Nice snowflake.........


----------



## Jeff G (Dec 12, 2018)

Cool!


----------



## Dean_Gretsch (Dec 12, 2018)

Thanks gentlemen!


----------



## Vtec44 (Dec 12, 2018)

I was expecting something completely different


----------



## Dean_Gretsch (Dec 12, 2018)

Vtec44 said:


> I was expecting something completely different



Hmmm...I have no idea what that would be


----------



## CherylL (Dec 12, 2018)

Wow!  Very nice.  I like the gold background.


----------



## Dean_Gretsch (Dec 12, 2018)

CherylL said:


> Wow!  Very nice.  I like the gold background.



Thank you very much!


----------



## uk_mark (Dec 13, 2018)

Very nice Dean.


----------



## Dean_Gretsch (Dec 13, 2018)

Thank you Mark.
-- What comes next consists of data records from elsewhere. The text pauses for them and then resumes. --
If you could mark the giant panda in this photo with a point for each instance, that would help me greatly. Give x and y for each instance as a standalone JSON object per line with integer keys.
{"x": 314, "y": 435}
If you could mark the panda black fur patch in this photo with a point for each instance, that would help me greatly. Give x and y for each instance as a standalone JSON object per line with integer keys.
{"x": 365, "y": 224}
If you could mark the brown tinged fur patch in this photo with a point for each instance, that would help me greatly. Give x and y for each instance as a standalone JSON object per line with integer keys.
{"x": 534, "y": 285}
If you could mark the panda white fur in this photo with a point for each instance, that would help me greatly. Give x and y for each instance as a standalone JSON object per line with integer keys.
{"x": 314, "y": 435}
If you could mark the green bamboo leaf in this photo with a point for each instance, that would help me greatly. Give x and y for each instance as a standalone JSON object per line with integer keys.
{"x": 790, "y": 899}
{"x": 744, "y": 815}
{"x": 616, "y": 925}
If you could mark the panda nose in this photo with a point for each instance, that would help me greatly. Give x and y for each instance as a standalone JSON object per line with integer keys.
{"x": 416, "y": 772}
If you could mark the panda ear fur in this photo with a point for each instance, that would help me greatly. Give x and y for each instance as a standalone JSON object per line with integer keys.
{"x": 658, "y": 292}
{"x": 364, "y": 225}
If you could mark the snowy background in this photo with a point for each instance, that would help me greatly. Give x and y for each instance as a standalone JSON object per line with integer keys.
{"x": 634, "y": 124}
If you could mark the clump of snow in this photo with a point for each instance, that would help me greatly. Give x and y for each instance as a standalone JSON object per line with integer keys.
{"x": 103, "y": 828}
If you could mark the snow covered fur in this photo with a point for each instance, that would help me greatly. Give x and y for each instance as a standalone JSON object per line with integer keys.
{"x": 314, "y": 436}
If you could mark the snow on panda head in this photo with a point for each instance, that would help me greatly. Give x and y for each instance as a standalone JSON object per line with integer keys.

Very nice of you to say.


----------



## smoke665 (Dec 13, 2018)

Vtec44 said:


> I was expecting something completely different



Me to

@Dean_Gretsch Cool shot, very Chistmassy!


----------



## DGMPhotography (Dec 13, 2018)

Cool! How do you find these?


----------



## PJM (Dec 13, 2018)

Great photo!


----------



## Dean_Gretsch (Dec 13, 2018)

smoke665 said:


> Vtec44 said:
> 
> 
> > I was expecting something completely different
> ...



I still don't know what you guys were thinking, lol. Thanks



DGMPhotography said:


> Cool! How do you find these?


Thanks. As long as outside objects are below freezing, you will have a little time to take pics of the flakes when they fall. They melt pretty quickly, so be fast! It was cold here when I took this, but warmed up later and they were gone!


PJM said:


> Great photo!


Thank you!


----------